The year 2000 will likely be remembered in medical history for the mapping of the first draft of the human genome. But for many medical educators teaching tomorrow’s doctors, the focus today is not on new technologies, drugs and discoveries. Instead, they say, the emphasis is on empathy.
Teaching empathy, effective communication and caring is not new to medical schools, but those topics are getting more attention and more space in medical school curriculums in the 21st Century.
In fact, the National Board of Medical Educators plans to add a doctor-patient communication component to what is now a computer-only licensing test sometime next year. Add an increasingly diverse population, combined with a rise in medical malpractice suits and a growing sensitivity to patients’ needs, and schools have seen enough signals to know it’s time to teach doctors to talk — and to listen.
“Twenty years ago only 35 percent of medical schools had explicit communications skills classes,” says Dr. Mack Lipkin, professor of medicine and director of the division of primary care at the New York University School of Medicine in Manhattan.
Today, the Association of American Medical Colleges, a nonprofit association that sets the agenda for medical education for the 141 accredited U.S. and Canadian medical schools and more than 400 major teaching hospitals and health systems, says all schools do. According to AAMC public opinion research, patients rate communication as the most important factor in choosing a new doctor at 85 percent, ahead of board certification, number of years of practice and where a doctor attended medical school.
Learning to Listen
“All too often medical students and physicians do not listen to their patients. But the history a patient tells is more important than the physical examination,” says Dr. Mark Schwartz, founder and director of The Morchand Center for Clinical Competence at Mount Sinai Medical School in Manhattan, a center created in 1991 to train medical students to become compassionate physicians.

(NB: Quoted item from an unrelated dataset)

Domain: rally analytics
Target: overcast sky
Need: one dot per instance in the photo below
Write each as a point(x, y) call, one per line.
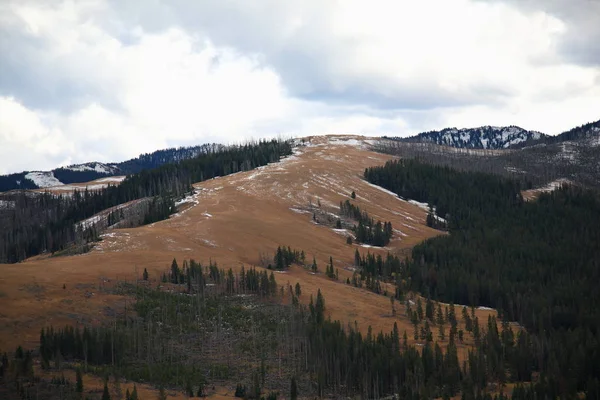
point(107, 80)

But teaching students how to talk and listen is not as simple as it may sound.
“It’s a more complex, richer environment medicine is being practiced in today,” explains Dr. Deborah Danoff, assistant vice president of the division of medical education at AAMC. “It’s not just one White Anglo-Saxon Protestant explaining things to another White Anglo-Saxon Protestant anymore.”
Emotionally-laden issues like religion, or value-laden ones, like recreational drug use, sexuality and sexual behavior, and even smoking, can be hard for young doctors to deal with, Danoff points out. The topics become even more difficult to discuss when a patient either does not speak English or has a different belief system.
A person’s medical history is important because it offers clues about lifestyle and habits that directly impact the way a patient ought to be treated, Schwartz says. Knowing how to hear the clues — and follow them up — is critical to the patient’s care, he says.
Many communication classes at medical schools break down doctor-patient communication into five basic skills — establishing a relationship, gathering information, giving information, negotiating a treatment and closing a session. These programs also put students in a simulated clinical setting with a standardized patient, or trained actor, to work on these different aptitudes.